Chemotherapy resistance is one of the major factors contributing to mortality from human epithelial ovarian cancer (EOC). Identifying drugs that can effectively kill chemotherapy-resistant EOC cells would be a major advance in reducing mortality. Glycosylated antitumour ether lipids (GAELs) are synthetic glycolipids that are cytotoxic to a wide range of cancer cells. They appear to induce cancer cell death in an apoptosis-independent manner.
Herein, the effectiveness of two GAELs, GLN and MO-101, in killing chemotherapy-sensitive and -resistant EOC cells lines and primary cell samples was tested using monolayer, non-adherent aggregate, and non-adherent spheroid cultures.

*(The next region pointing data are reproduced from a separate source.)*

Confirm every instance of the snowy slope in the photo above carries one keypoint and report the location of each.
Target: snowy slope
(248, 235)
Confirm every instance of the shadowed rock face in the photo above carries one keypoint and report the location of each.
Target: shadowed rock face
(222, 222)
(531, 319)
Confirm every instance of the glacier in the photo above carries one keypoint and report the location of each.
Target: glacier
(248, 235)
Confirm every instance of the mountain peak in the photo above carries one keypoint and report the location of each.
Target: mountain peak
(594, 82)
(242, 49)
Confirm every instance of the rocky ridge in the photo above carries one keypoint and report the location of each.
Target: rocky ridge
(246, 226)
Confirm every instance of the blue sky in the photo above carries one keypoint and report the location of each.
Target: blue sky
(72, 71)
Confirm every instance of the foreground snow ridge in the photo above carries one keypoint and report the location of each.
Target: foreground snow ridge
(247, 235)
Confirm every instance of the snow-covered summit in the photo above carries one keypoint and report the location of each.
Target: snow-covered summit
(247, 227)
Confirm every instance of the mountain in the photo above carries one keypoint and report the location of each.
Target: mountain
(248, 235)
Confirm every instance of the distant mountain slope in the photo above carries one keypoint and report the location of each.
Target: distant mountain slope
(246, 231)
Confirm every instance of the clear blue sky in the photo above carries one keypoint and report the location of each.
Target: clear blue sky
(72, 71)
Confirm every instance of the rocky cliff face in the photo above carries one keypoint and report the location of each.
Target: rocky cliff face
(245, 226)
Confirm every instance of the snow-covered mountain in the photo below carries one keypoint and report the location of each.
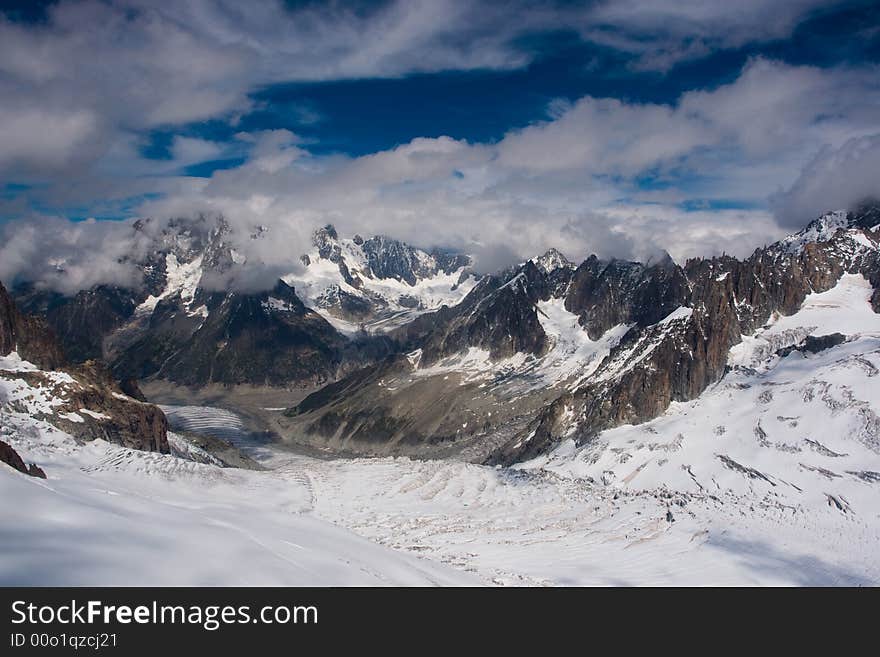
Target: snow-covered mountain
(533, 357)
(711, 423)
(378, 283)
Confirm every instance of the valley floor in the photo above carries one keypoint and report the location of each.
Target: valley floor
(770, 477)
(112, 516)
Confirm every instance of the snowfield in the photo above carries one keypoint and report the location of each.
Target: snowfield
(771, 477)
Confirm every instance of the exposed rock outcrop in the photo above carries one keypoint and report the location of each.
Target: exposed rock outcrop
(11, 458)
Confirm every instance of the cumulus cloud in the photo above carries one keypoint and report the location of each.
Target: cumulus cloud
(78, 92)
(69, 257)
(834, 179)
(663, 33)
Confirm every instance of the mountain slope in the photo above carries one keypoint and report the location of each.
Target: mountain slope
(492, 378)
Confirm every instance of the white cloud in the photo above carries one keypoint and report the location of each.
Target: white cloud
(835, 178)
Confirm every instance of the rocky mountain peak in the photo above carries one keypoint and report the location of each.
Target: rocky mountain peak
(552, 259)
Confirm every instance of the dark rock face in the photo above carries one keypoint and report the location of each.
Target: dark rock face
(10, 457)
(80, 321)
(813, 344)
(29, 336)
(389, 258)
(729, 298)
(682, 323)
(266, 338)
(114, 416)
(606, 294)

Our results show that EOC cells exhibit a differential sensitivity to the GAELs. Strikingly, both GAELs are capable of inducing EOC cell death in chemotherapy-sensitive and -resistant cells grown as monolayer or non-adherent cultures. Mechanistic studies provide evidence that apoptotic-cell death (caspase activation) contributes to, but is not completely responsible for, GAEL-induced cell killing in the A2780-cp EOC cell line, but not primary EOC cell samples.
Studies using primary EOC cell samples supports previously published work showing a GAEL-induced caspase-independent mechanism of death. GAELs hold promise for development as novel compounds to combat EOC mortality due to chemotherapy resistance.